The current jail and annex will be permanently closed August 1, 2009 by the Minnesota Department of Corrections if it's not brought into compliance.
Commissioner Bev Bales continues to advocate for property - either the current downtown location or 17 acres at the fairgrounds - the county owns.
She and Commissioner Norm Salto placed blame on the city of Alexandria for updating its comprehensive plan - which doesn't include a jail facility downtown - last June in the midst of the county's planning.
"I think it's very unfair for another government entity to change it in the middle," Bales said, adding that the city's recent letter supporting a facility at the 91-acre site doesn't clearly state the police department will build along with the sheriff's office.
Salto recalled asking city officials early last summer how the law enforcement center and jail fit into its comprehensive plan update; he didn't get an answer until a September meeting, he said.

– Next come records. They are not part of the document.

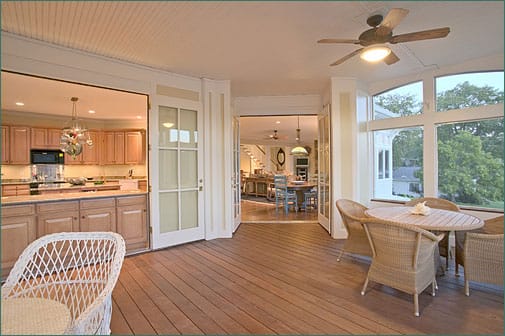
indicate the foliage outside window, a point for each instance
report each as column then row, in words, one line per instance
column 470, row 163
column 463, row 91
column 399, row 102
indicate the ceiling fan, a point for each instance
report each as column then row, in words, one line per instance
column 381, row 33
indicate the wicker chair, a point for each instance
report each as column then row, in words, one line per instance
column 78, row 269
column 402, row 257
column 438, row 203
column 353, row 214
column 483, row 259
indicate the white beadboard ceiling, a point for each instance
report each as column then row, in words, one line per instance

"Everyone is sittin' there grinnin'... 'Ooh, we've changed the comprehensive use plan,' " Salto said, adding that the commissioners' jaws dropped when they found out. "That is what we've been up against. If the city wants to be a part of this solution, then they better belly up."
In an interview following the board meeting, Alexandria City Planner Mike Weber said commissioners never questioned downtown uses - including if the jail was one of them - during the extensive six-month-long public input period on the comprehensive plan update.
There was "ample opportunity for everyone to be involved in that process," he said, adding that commissioners attended several meetings throughout it.
The future land use map included in the city's comprehensive plan has been consistent since 1995. At no point during the 2007 update "was there any suggestion that we amend the map to include an expanded jail," Weber said.
Salto's suggestion of finding a private entity to build the jail, as well as Johnson's that they "ship" prisoners to other county jails, irritated Olson.
"All of these things have been looked at; we're at a point where we have to do something," he said.
Based on current rates, transporting prisoners out of county would cost taxpayers an additional $3.05 million annually, or $61 million prorated over 20 years.
"They are very conservative figures," Douglas County Sheriff Troy Wolbersen told commissioners.
And they don't include likely increases in liability insurance, inflation, inmate population, housing or gas prices. Transporting prisoners would also include the expense of remodeling the main jail into a 72-hour hold facility as well as laying off 19 current employees.
If the law enforcement center and jail are relocated out of the heart of the city, the Downtown Merchants Association (DMA) is concerned about the economic impact on downtown businesses; commissioners have received about 20 letters from downtown business owners objecting to the move.
"If we see the county government move to that part of the community, we're essentially moving our city," said Jon Sieve, owner of Traveler's Inn and DMA member. "I feel strongly about trying to keep the vitality of our center city."
While he understands land challenges and doesn't want to drag the process out any further, Sieve urged commissioners to give all viable sites one last look before following the "southward surge."
As a former downtowner, Olson doesn't "begrudge them for stating their opinions. I just wish they would have been made sooner."